Command => text2sval.pl --key serve.key --lexelt serve-v input.text

will display on STDOUT =>

--------------------------------------------------------------------
<corpus lang="english">
<lexelt item="LEXELT">
<instance id="serve-v.aphb_34700303_2142">
<answer instance="serve-v.aphb_34700303_2142" senseid="SERVE10"/>
<context>
the maiden seated herself upon the golden chair and offered the silver one to her companion they were <head>served</head> by maidens dressed in white whose feet made no sound as they moved about and not a word was spoken during the meal
</context>
</instance>
<instance id="serve-v.aphb_51903174_3841">
<answer instance="serve-v.aphb_51903174_3841" senseid="SERVE10"/>
<context>
why leftover beef should ever be a problem i cannot understand there is nothing better than cold roast sliced paper thin and <head>served</head> with mustard chutney or pickled walnuts these can be found in almost any food specialty shop meat to be served cold should be removed from the refrigerator an hour or so before eating to allow it to return to room temperature
</context>
</instance>
<instance id="serve-v.aphb_51903399_3856">
<answer instance="serve-v.aphb_51903399_3856" senseid="SERVE10"/>
<context>
continue cooking for hours remove the ribs to a hot platter and <head>serve</head> the pan juices separately
</context>
</instance>
<instance id="serve-v.w7_022806_525">
<answer instance="serve-v.w7_022806_525" senseid="SERVE2"/>
<context>
an agency spokesman al heier said it granted the exceptions because these crops are grown by few farmers in small areas that can be closely monitored dinoseb is a herbicide that also <head>serves</head> as a fungicide and an insecticide
</context>
</instance>
</lexelt>
</corpus>

--------------------------------------------------------------------

where instance ids and sense tags are both extracted from the KEY file.

SYSTEM REQUIREMENTS

No special requirements ...

AUTHOR

Amruta Purandare, Ted Pedersen.
University of Minnesota at Duluth.

COPYRIGHT

Copyright (c) 2002-2005,

Amruta Purandare, University of Pittsburgh. amruta@cs.pitt.edu

Ted Pedersen, University of Minnesota, Duluth. tpederse@umn.edu

This program is free software; you can redistribute it and/or modify it under the terms of the GNU General Public License as published by the Free Software Foundation; either version 2 of the License, or (at your option) any later version.

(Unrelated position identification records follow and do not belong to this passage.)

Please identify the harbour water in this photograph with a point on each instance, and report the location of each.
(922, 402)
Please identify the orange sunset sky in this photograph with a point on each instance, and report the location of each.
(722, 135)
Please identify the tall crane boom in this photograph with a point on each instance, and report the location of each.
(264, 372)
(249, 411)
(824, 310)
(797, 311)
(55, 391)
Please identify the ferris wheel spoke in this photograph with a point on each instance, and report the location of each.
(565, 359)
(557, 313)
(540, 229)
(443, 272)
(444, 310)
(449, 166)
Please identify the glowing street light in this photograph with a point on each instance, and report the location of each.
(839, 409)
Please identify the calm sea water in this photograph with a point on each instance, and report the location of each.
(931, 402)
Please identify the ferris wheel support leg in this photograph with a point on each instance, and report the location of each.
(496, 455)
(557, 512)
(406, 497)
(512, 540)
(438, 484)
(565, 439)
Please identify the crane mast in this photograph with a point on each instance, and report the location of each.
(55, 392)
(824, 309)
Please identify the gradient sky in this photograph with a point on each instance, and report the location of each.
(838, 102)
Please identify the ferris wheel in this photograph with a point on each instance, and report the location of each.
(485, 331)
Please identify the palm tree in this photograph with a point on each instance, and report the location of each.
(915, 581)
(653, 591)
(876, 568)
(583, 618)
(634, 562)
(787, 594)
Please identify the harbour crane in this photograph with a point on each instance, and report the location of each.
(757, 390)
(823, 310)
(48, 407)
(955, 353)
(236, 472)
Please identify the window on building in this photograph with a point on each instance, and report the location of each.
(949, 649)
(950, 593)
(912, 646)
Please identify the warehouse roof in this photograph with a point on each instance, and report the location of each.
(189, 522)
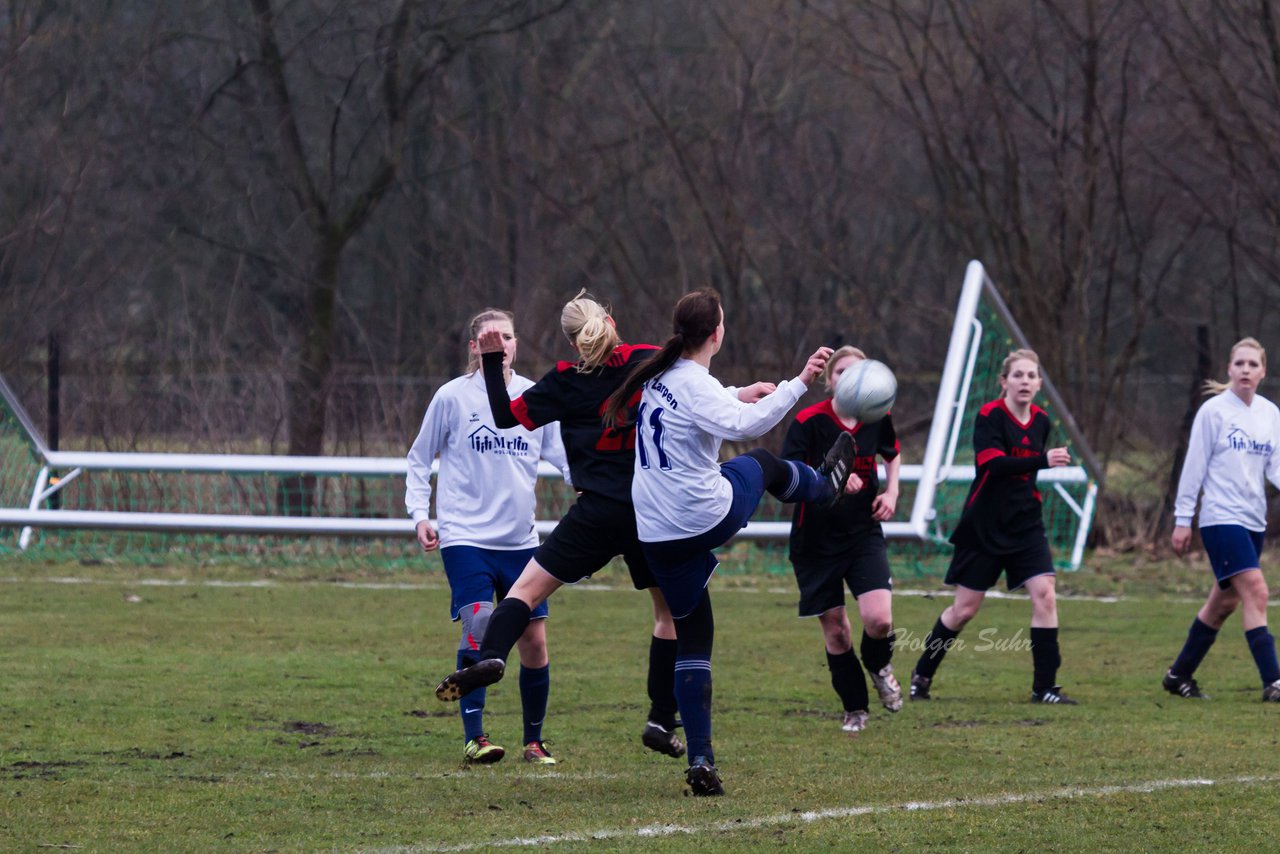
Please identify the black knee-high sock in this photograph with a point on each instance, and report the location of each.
(846, 677)
(877, 652)
(936, 647)
(1046, 658)
(662, 681)
(507, 624)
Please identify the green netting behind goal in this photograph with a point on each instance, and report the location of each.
(1061, 520)
(380, 497)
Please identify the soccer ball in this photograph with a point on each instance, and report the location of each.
(865, 391)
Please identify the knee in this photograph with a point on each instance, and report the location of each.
(1045, 602)
(878, 625)
(1256, 592)
(960, 615)
(533, 644)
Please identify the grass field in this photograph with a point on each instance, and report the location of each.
(297, 715)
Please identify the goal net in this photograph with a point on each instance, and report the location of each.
(205, 507)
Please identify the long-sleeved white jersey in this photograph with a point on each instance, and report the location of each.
(685, 414)
(485, 483)
(1232, 452)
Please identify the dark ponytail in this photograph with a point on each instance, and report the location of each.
(694, 320)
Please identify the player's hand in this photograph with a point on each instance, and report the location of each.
(1182, 539)
(490, 342)
(883, 506)
(755, 391)
(816, 365)
(426, 537)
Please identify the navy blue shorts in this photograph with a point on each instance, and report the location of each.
(1232, 549)
(684, 566)
(979, 570)
(480, 574)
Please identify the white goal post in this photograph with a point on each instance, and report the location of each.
(937, 467)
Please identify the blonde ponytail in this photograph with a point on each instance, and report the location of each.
(1212, 387)
(588, 327)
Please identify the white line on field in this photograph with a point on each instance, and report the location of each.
(465, 772)
(653, 831)
(440, 585)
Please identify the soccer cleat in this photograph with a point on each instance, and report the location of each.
(703, 779)
(480, 750)
(920, 686)
(659, 739)
(1183, 686)
(837, 465)
(538, 754)
(855, 721)
(1052, 695)
(462, 681)
(888, 689)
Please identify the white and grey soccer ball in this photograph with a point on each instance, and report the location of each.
(865, 391)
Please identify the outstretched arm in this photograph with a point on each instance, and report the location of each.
(496, 387)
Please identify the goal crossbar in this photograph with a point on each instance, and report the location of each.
(937, 466)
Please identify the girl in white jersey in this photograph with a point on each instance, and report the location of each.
(485, 514)
(1232, 452)
(688, 503)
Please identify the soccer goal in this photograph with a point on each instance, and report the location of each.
(983, 333)
(160, 506)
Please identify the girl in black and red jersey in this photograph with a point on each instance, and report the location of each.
(841, 544)
(602, 524)
(1002, 529)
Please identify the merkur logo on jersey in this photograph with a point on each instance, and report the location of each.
(487, 441)
(1239, 441)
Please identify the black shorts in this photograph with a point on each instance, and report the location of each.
(594, 531)
(863, 567)
(978, 570)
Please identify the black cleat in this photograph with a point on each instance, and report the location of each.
(920, 686)
(1183, 686)
(837, 465)
(659, 739)
(461, 683)
(1052, 695)
(703, 779)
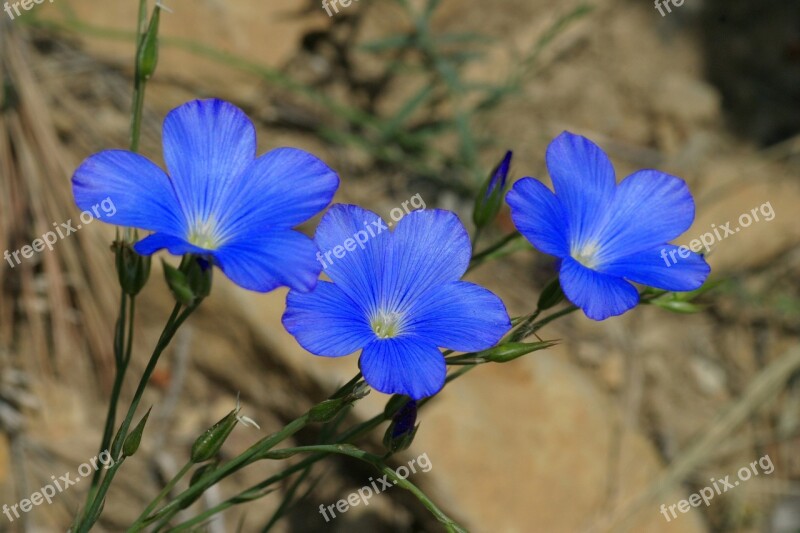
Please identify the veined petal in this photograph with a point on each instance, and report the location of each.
(428, 248)
(461, 316)
(584, 181)
(139, 190)
(403, 365)
(352, 242)
(599, 295)
(648, 209)
(291, 186)
(662, 267)
(263, 261)
(207, 146)
(326, 321)
(539, 216)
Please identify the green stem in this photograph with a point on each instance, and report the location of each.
(175, 320)
(251, 454)
(378, 463)
(166, 490)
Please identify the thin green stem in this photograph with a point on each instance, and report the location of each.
(252, 454)
(166, 490)
(378, 463)
(175, 320)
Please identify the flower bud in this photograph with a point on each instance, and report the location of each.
(133, 270)
(512, 350)
(208, 445)
(147, 57)
(551, 295)
(490, 198)
(134, 438)
(401, 432)
(325, 411)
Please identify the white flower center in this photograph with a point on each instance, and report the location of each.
(386, 324)
(586, 255)
(204, 235)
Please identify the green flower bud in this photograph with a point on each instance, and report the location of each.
(552, 295)
(401, 432)
(147, 58)
(490, 198)
(512, 350)
(133, 270)
(134, 438)
(208, 445)
(328, 409)
(178, 284)
(199, 277)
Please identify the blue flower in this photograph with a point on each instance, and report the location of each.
(397, 296)
(605, 234)
(219, 200)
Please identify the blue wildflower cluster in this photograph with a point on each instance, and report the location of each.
(399, 299)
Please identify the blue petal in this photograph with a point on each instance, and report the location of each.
(584, 181)
(429, 248)
(282, 188)
(656, 268)
(140, 191)
(326, 321)
(175, 245)
(539, 216)
(403, 365)
(355, 271)
(599, 295)
(207, 146)
(461, 316)
(262, 261)
(649, 209)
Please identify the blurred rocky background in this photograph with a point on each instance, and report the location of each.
(424, 97)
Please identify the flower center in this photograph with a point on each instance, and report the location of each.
(386, 324)
(204, 235)
(586, 255)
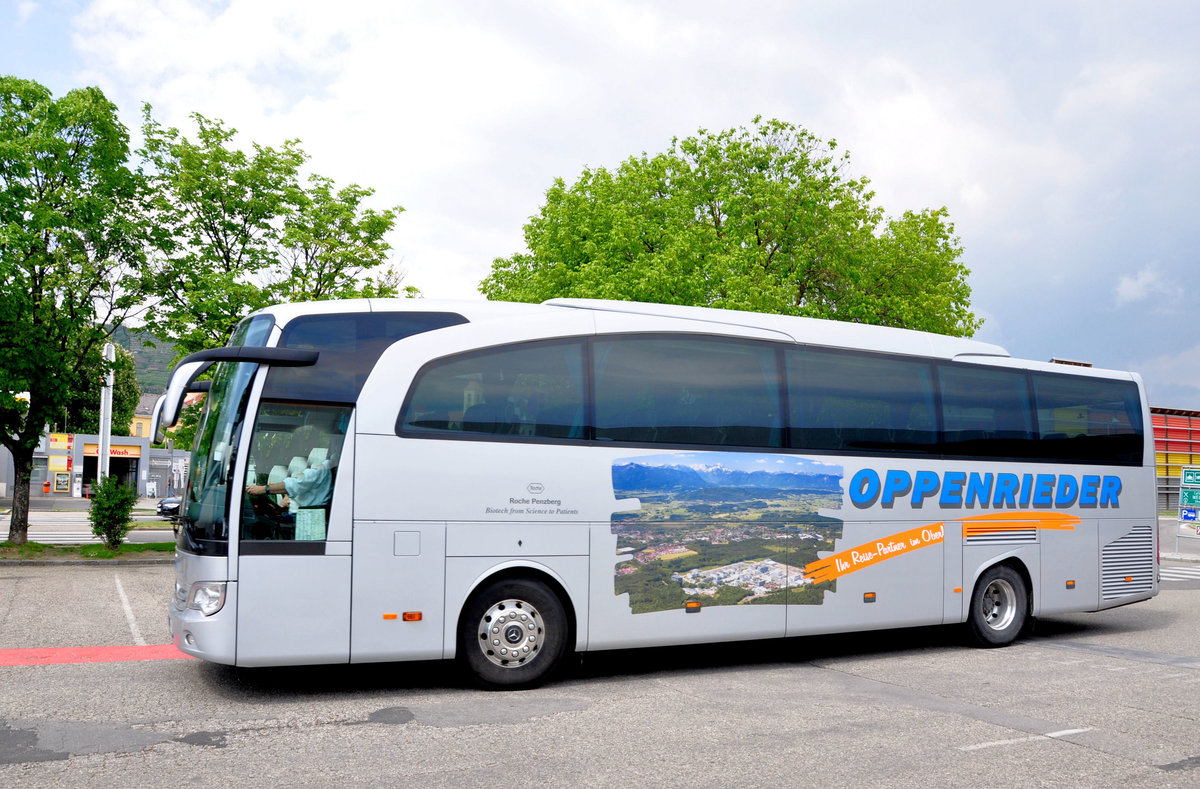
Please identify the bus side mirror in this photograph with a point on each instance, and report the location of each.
(177, 389)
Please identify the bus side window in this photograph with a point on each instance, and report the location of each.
(861, 402)
(985, 410)
(693, 390)
(532, 390)
(1086, 420)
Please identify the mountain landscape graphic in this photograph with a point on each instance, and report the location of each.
(629, 477)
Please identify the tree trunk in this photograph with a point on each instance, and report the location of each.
(18, 528)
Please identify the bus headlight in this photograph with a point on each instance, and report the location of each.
(207, 596)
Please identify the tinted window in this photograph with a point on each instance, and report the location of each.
(1087, 420)
(294, 453)
(349, 347)
(859, 402)
(532, 390)
(687, 390)
(985, 411)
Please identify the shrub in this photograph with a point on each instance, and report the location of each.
(112, 504)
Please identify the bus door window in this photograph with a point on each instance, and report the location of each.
(292, 470)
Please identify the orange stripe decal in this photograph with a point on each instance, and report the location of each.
(871, 553)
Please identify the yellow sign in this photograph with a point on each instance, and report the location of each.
(93, 451)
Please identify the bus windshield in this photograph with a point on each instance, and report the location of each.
(204, 509)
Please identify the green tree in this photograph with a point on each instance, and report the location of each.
(762, 218)
(111, 507)
(71, 241)
(83, 407)
(330, 242)
(217, 212)
(237, 232)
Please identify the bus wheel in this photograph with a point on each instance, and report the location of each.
(513, 633)
(999, 607)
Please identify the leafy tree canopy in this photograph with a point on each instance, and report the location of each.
(71, 245)
(83, 407)
(761, 218)
(237, 230)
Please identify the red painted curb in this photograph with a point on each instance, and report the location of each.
(55, 655)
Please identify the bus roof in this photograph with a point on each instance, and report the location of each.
(475, 311)
(814, 331)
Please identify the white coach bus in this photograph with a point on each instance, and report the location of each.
(508, 483)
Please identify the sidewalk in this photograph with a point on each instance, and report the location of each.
(1176, 541)
(69, 504)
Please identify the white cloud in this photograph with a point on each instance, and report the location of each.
(1173, 380)
(1141, 285)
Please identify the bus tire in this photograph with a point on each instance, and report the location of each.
(513, 633)
(1000, 606)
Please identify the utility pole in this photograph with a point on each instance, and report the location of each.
(106, 411)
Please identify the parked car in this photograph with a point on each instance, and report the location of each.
(168, 507)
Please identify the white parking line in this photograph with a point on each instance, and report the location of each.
(1053, 735)
(129, 613)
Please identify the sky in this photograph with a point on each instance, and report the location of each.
(1062, 137)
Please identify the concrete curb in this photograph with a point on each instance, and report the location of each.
(71, 562)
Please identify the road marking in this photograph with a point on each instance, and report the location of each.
(129, 613)
(1053, 735)
(1179, 573)
(58, 655)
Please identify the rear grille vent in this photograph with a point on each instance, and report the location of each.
(1127, 565)
(995, 535)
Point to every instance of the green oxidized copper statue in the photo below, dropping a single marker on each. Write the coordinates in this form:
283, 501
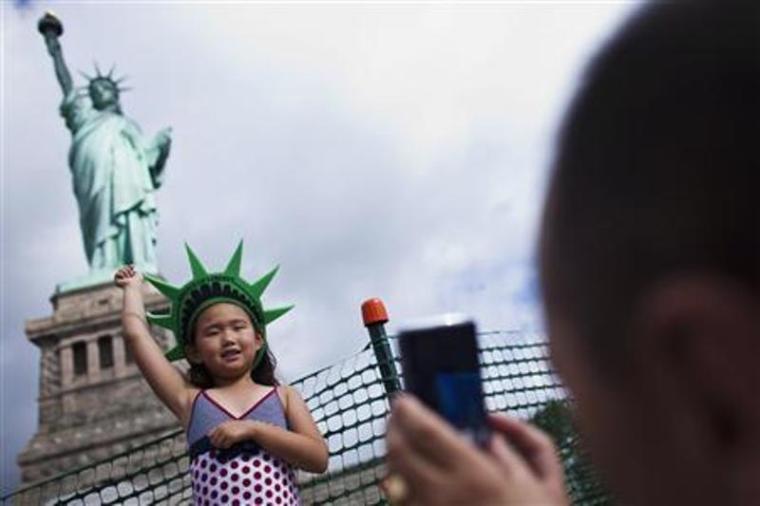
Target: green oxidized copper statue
115, 168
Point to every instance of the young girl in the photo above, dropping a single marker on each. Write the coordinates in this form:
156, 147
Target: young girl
245, 432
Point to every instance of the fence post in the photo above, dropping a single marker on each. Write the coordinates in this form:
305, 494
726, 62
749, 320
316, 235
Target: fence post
375, 317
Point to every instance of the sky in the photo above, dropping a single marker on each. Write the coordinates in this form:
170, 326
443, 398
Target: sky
392, 150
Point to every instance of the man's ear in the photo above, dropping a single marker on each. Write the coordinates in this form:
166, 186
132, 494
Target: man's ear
696, 349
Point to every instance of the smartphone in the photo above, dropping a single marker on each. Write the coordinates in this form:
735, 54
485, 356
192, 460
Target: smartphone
439, 358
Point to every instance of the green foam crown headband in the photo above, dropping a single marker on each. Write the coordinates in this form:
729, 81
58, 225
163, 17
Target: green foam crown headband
204, 289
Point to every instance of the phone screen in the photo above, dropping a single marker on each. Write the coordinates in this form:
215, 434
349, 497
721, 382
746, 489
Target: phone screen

This program is distributed in the hope that it will be useful, but WITHOUT ANY WARRANTY; without even the implied warranty of MERCHANTABILITY or FITNESS FOR A PARTICULAR PURPOSE. See the GNU General Public License for more details.

You should have received a copy of the GNU General Public License along with this program; if not, write to

The Free Software Foundation, Inc., 59 Temple Place - Suite 330, Boston, MA 02111-1307, USA.